3-5 – David is pleading his own innocence, saying he has given his enemy no cause to attack him.
6 – When David pleads with God to “arise” or to “awake” he isn’t implying that God sleeps or takes time off from being God. He doesn’t. He is simply using this imagery to express his longing and his frustration with waiting for God’s justice to be realized.
10-13 – David expresses confidence that his prayer will be heard.
17 – Even though David is troubled and he is currently waiting for God’s justice, he makes the vow to praise God anyway and he is confident in God’s love and deliverance.
THINK: One of my favorite television moments of the last few years was a shot of Michael Scott (Steve Carell) from The Office doing a little bit of introspection. I laughed at his observation because I felt like I could relate, and not only that, but I felt like probably a whole lot of people could relate? How many of you have felt like this?
🙂 We all like to be liked, even if we’d say that it isn’t a need. But sometimes in our lives we encounter people who don’t like us, or, at the very least, people who say hurtful things about us and try to put us down. I can think of a number of examples in my own life where I earned the dislike – times where I said or did something or acted in a certain way that resulted in negative things being said about me as a consequence. I’m sure that all of us can. But there have also been times when I haven’t done or said anything wrong or acted in a way that offended someone and, despite that, had someone say something negative about me. I’m sure that everyone can relate to that as well. And when that happens we have this profound sense of injustice. Our inner Michael Scott-like need to be liked is violated and we don’t know what to do.
When this happened to David he took it before God in prayer. Cush, the Benjamite, had slandered him, and David hadn’t done or said anything wrong to provoke it. So he brought it before God and trusted in a few things: 1. God hears our prayer, & 2. God will defend us and bring about justice so we really don’t need to worry or be concerned with defending our own reputations. This is really liberating! We need to be careful not to act in ways that offend others and cause them to lash out at us. But in the inevitable instances in life where we are unfairly accused and slandered there is no need whatsoever to allow worry to creep in or allow our lives to be defined by the words that were said.

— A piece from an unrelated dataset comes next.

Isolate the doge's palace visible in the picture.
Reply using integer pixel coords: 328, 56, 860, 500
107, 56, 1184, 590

God hears our prayers, and he is just. We don’t need to be liked. We need to remember that we are truly loved!
ASK: What would it look like to release my own need/desire for revenge totally to God and trust him with the situation? How does it change the way I react to the negative comments & actions of others if, instead of first thinking about the way they perceive me, my first thought is to remember how much God loves me?